Wir haben keinen Zweifel daran, daß diese Haltung eine wichtige Rolle bei der Überwindung der Schwierigkeiten der Türkei spielen wird. Neuere Entwicklungen sind entstanden, die schon jetzt den Weg für die Lösungen aller Probleme eröffnen. Auf der anderen Seite wurde erkannt, daß nach dem Erdbeben unsere diese Haltung unumgänglich ist, eine andere Haltung nicht denkbar wäre und für die Überwindung des Leides und der Schwierigkeiten des türkischen Volkes diese Haltung unseren größten Beitrag leisten wird. Hiermit möchten wir im Zuge unserer Strategie zu den bisher eingeleiteten Schritten einen neuen hinzufügen.

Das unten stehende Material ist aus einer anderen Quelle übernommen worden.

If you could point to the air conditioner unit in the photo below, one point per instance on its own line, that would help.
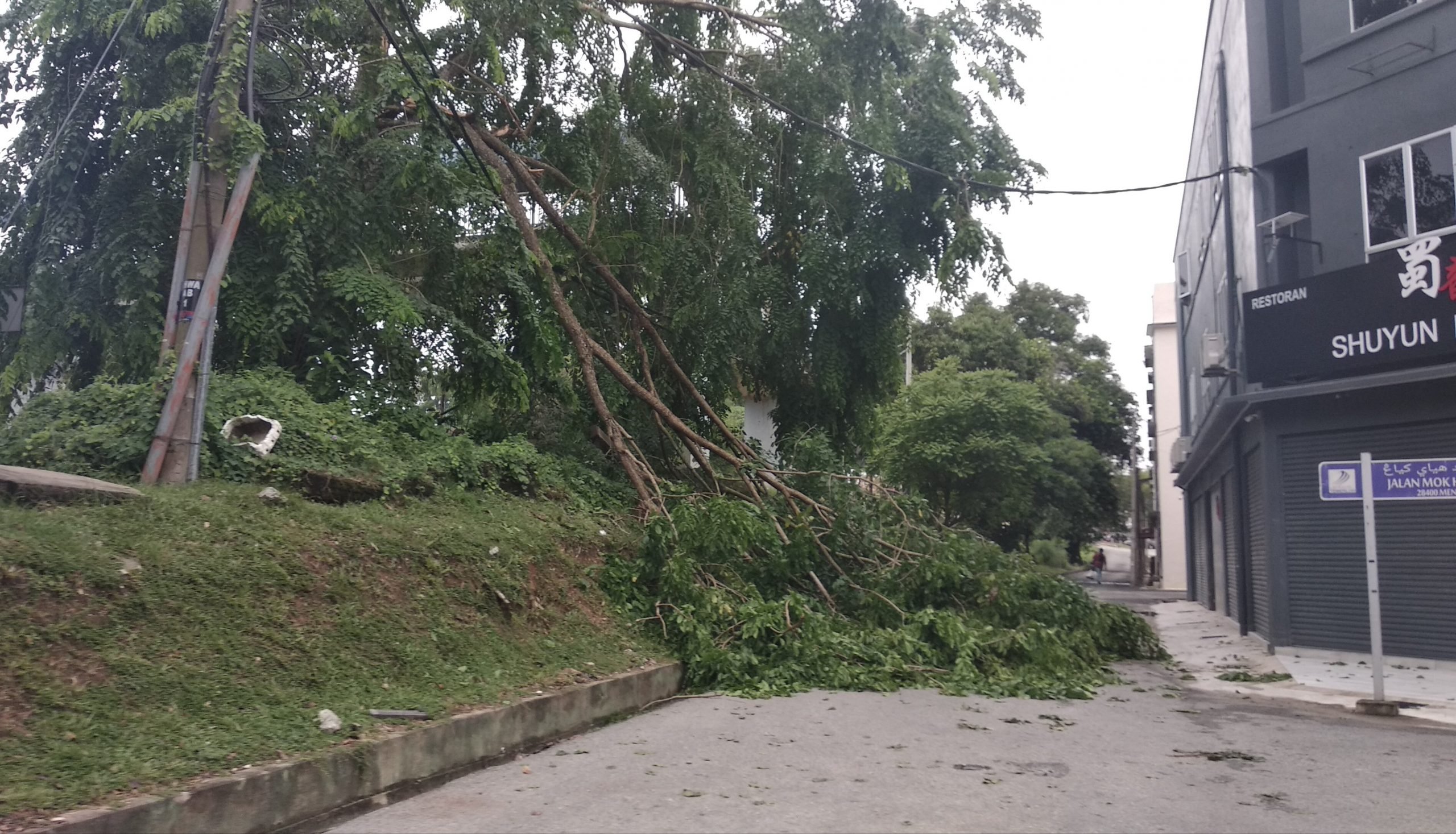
(1180, 453)
(1215, 355)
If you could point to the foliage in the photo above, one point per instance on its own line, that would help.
(104, 431)
(239, 620)
(1123, 485)
(376, 264)
(971, 443)
(1034, 337)
(1247, 677)
(742, 607)
(1049, 552)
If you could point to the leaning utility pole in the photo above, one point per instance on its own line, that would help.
(204, 242)
(1136, 542)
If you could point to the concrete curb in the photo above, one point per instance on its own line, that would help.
(1207, 644)
(309, 795)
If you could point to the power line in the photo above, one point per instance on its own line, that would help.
(56, 139)
(424, 91)
(693, 57)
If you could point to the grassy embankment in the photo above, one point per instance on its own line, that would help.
(200, 630)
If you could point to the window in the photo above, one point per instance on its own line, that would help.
(1366, 12)
(1410, 191)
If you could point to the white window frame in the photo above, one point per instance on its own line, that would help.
(1410, 193)
(1353, 28)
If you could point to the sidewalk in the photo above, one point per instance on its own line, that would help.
(1206, 645)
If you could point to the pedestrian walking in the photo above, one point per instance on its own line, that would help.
(1098, 565)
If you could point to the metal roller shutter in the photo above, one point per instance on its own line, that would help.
(1203, 577)
(1325, 549)
(1231, 546)
(1259, 543)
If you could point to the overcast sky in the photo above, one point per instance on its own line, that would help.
(1110, 95)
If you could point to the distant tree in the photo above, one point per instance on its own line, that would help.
(1034, 338)
(971, 443)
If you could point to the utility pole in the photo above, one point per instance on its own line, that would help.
(201, 239)
(1136, 523)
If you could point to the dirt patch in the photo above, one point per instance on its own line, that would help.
(552, 587)
(51, 611)
(15, 706)
(75, 666)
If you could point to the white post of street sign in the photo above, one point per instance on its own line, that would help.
(1407, 479)
(1372, 577)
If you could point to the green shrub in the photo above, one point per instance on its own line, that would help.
(750, 613)
(104, 431)
(1049, 552)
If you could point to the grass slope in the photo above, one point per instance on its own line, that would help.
(243, 620)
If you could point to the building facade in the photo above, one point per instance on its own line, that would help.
(1164, 428)
(1317, 316)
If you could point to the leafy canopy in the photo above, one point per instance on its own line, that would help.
(376, 265)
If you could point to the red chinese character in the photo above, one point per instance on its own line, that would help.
(1451, 280)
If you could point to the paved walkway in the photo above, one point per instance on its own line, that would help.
(1209, 645)
(1145, 756)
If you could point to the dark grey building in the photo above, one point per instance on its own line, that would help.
(1317, 316)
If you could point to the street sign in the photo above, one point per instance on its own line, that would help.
(1414, 479)
(1418, 479)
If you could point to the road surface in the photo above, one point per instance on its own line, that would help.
(1145, 756)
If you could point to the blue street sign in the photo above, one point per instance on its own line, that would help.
(1421, 479)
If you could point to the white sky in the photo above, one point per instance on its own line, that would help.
(1110, 95)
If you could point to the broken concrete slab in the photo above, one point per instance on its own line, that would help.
(44, 485)
(315, 792)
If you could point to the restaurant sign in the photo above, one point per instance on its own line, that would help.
(1400, 309)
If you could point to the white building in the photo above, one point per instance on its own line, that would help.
(1164, 427)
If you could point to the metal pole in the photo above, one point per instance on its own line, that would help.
(1372, 577)
(200, 404)
(206, 313)
(169, 325)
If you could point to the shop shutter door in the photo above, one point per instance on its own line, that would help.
(1259, 543)
(1325, 549)
(1231, 546)
(1203, 584)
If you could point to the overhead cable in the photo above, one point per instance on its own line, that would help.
(66, 121)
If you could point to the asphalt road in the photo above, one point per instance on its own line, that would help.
(922, 762)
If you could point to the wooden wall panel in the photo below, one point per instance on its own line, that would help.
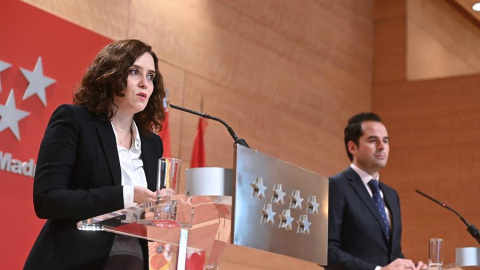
(285, 75)
(442, 42)
(433, 126)
(390, 42)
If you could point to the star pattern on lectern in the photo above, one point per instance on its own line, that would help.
(37, 82)
(296, 200)
(268, 214)
(303, 225)
(285, 220)
(10, 115)
(258, 188)
(278, 194)
(3, 66)
(312, 205)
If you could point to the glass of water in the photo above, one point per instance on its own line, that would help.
(435, 254)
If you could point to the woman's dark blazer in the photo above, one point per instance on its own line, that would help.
(77, 177)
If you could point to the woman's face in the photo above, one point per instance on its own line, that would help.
(139, 86)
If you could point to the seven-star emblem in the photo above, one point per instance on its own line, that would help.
(37, 82)
(10, 115)
(258, 188)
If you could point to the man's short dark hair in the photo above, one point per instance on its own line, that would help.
(353, 131)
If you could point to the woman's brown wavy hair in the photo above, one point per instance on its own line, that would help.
(108, 75)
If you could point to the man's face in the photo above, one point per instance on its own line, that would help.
(371, 153)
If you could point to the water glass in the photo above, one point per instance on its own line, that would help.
(435, 254)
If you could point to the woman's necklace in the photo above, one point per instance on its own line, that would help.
(127, 135)
(121, 131)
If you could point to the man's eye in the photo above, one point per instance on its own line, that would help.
(133, 71)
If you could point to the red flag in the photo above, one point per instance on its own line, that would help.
(165, 135)
(198, 153)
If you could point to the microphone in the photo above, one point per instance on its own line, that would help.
(470, 227)
(204, 115)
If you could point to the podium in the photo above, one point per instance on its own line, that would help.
(276, 207)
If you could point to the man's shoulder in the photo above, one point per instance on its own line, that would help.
(342, 176)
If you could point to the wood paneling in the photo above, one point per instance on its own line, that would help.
(442, 42)
(434, 126)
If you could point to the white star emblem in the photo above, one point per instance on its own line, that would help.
(312, 205)
(10, 115)
(258, 188)
(303, 225)
(268, 214)
(36, 82)
(3, 66)
(278, 194)
(285, 220)
(296, 200)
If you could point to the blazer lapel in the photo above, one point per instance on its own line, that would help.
(107, 139)
(362, 192)
(150, 163)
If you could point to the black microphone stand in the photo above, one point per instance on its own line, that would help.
(470, 227)
(207, 116)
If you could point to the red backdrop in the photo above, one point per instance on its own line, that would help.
(27, 33)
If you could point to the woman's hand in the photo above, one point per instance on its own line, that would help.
(142, 195)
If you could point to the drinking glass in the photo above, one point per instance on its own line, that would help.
(167, 184)
(435, 254)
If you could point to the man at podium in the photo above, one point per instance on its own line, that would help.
(364, 214)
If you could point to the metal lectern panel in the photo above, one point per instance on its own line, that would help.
(279, 207)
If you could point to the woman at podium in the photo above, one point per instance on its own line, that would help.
(97, 156)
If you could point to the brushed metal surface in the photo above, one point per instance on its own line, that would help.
(257, 211)
(209, 181)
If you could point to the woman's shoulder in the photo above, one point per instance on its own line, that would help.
(72, 110)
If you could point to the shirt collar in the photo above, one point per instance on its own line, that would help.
(137, 143)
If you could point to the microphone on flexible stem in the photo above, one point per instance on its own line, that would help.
(470, 227)
(204, 115)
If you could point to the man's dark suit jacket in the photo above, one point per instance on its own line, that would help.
(78, 176)
(356, 236)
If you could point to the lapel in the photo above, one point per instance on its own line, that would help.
(108, 142)
(150, 163)
(359, 188)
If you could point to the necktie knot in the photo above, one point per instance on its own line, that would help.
(377, 199)
(373, 184)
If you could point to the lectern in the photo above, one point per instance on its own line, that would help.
(276, 207)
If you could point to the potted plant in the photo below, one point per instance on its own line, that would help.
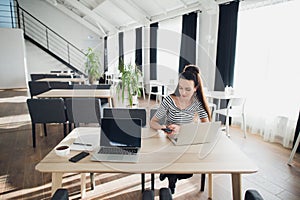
(92, 66)
(130, 85)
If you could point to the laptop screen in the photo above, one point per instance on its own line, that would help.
(121, 132)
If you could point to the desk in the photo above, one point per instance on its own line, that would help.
(73, 80)
(66, 93)
(158, 155)
(219, 95)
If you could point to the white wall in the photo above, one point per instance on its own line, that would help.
(71, 30)
(12, 59)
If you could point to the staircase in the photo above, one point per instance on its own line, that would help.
(35, 31)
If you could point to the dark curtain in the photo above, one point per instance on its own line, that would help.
(105, 54)
(188, 40)
(121, 49)
(228, 16)
(153, 51)
(138, 48)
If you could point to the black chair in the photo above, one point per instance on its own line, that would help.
(139, 113)
(162, 121)
(60, 194)
(83, 110)
(38, 87)
(35, 77)
(55, 71)
(164, 194)
(51, 76)
(152, 113)
(46, 111)
(94, 87)
(60, 85)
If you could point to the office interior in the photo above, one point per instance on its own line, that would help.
(259, 62)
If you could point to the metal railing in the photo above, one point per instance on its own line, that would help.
(14, 16)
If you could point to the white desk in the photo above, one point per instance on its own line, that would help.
(84, 93)
(158, 155)
(72, 80)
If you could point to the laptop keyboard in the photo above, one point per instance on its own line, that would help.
(120, 151)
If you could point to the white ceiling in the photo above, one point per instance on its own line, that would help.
(106, 17)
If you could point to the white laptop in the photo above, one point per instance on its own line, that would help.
(196, 133)
(120, 140)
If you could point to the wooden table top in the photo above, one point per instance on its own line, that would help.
(157, 155)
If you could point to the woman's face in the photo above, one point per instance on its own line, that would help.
(186, 88)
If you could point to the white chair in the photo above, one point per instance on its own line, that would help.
(294, 149)
(235, 108)
(162, 90)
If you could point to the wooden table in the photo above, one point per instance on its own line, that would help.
(67, 93)
(158, 155)
(72, 80)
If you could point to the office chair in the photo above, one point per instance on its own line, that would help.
(83, 110)
(38, 87)
(46, 111)
(60, 194)
(139, 113)
(35, 77)
(162, 121)
(157, 89)
(164, 194)
(252, 195)
(235, 108)
(60, 85)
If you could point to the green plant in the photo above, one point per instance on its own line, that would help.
(130, 81)
(92, 65)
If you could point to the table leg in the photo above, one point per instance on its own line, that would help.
(110, 102)
(210, 186)
(236, 186)
(83, 185)
(219, 105)
(294, 150)
(56, 182)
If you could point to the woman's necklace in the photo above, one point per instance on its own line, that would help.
(183, 104)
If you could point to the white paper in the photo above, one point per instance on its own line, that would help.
(84, 141)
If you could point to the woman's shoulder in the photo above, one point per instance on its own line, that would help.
(170, 99)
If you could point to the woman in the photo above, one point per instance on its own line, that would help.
(185, 105)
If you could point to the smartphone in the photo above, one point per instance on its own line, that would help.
(167, 130)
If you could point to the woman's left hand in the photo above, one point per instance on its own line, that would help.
(174, 127)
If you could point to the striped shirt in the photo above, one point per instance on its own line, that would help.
(174, 115)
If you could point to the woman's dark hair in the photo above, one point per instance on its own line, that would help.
(192, 72)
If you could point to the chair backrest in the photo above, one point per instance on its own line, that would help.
(47, 110)
(236, 103)
(83, 110)
(139, 113)
(92, 87)
(38, 87)
(35, 77)
(60, 85)
(152, 113)
(51, 76)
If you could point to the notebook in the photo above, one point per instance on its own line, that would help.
(120, 140)
(196, 133)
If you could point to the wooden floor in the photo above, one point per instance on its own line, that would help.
(19, 179)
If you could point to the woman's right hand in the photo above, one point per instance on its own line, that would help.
(174, 127)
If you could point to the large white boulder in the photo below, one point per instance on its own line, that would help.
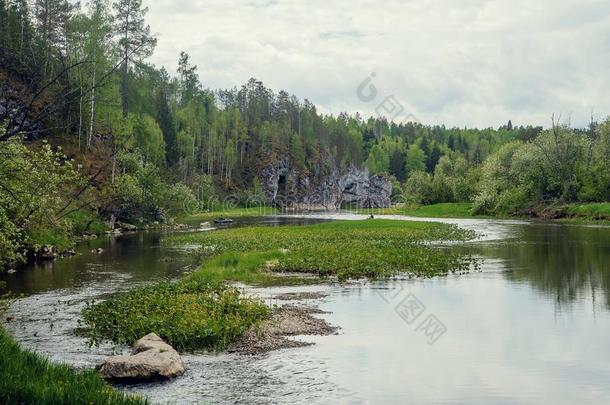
(151, 359)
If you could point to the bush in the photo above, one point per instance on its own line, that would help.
(27, 378)
(419, 189)
(189, 315)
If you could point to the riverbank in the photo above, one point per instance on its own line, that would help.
(28, 378)
(201, 311)
(594, 213)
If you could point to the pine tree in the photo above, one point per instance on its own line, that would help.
(135, 40)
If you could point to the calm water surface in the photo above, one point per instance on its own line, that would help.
(532, 326)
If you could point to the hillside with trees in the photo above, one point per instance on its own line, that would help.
(92, 133)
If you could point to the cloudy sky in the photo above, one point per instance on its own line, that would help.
(467, 63)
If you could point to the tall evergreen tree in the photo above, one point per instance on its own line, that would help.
(135, 40)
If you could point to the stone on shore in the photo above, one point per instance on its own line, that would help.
(151, 359)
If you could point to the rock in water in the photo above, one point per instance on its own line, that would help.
(151, 359)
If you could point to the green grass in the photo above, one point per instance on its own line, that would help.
(27, 378)
(246, 268)
(224, 212)
(443, 210)
(345, 249)
(86, 222)
(189, 315)
(203, 312)
(51, 237)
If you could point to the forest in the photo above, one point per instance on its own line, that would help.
(92, 133)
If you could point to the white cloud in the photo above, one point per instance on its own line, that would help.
(476, 63)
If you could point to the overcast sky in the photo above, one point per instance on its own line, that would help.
(467, 63)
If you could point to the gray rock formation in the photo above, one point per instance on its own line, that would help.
(151, 359)
(285, 187)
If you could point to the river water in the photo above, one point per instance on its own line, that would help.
(532, 325)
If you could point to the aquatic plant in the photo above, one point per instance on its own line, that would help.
(28, 378)
(188, 315)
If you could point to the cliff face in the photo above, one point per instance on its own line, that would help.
(286, 187)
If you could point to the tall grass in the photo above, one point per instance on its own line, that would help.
(189, 315)
(346, 249)
(27, 378)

Um unsere Entschlossenheit einer Beteiligung an einer Türkei, die ihre Probleme auf der Grundlage der Demokratie lösen wird zu zeigen, senden wir mit dem Beschluß unseres Zentralkomitees, eine Gruppe für Frieden und eine demokratische Lösung in die Türkei. Wir unternehmen diesen Schritt, weil wir ein Teil der Türkei und des türkischen Volkes sind und diesen Konflikt direkt mit dem türkischen Volk und nicht unter Zuhilfenahme ausländischer Kräfte und Vermittler lösen wollen. Die Entsendung dieser Gruppe beweist unseren guten Willen zu dem eingeschlagenen Weg des Friedens und ist ein praktischer Schritt dazu. Unser Wunsch ist es, dies demnächst auch weiter praktizieren zu können.
Der persönliche Empfang der HADEP- Bürgermeister durch Sie und Ihre Bereitschaft, die bestehenden Probleme mit dem kurdischen Volk im Rahmen einer demokratischen und toleranten Haltung zu lösen, sowie einige andere Äußerungen von Vertretern der türkischen Republik haben uns bestärkt, diesen Schritt zu tun.
Es ist offensichtlich: sollte die Türkei die beabsichtigten demokratischen Reformen im Rahmen ihrer Bedürfnisse verwirklichen, im Zusammenhang damit ein grundlegendes Amnestiegesetz verabschieden und die Freiheit zur sprachlichen und kulturellen Freiheit gewähren, so wird dies den Prozeß beschleunigen. Sollte Ihre Aussage vom Jahre 1992 in Diyarbakir "wir erkennen die kurdische Realität an" in der Verfassung verankert werden, so werden die bestehenden Probleme der Vergangenheit angehören. Sollte sich mit diesem Schritt ein Türspalt für die Lösung der Frage in positivem Sinne öffnen und dafür die erforderliche Basis geschaffen werden, so erklären wir schon jetzt unsere Bereitschaft, uns nach unserem außerordentlichen Kongreß mit voller Kraft in das gesetzliche Rahmen der demokratische Republik zu beteiligen.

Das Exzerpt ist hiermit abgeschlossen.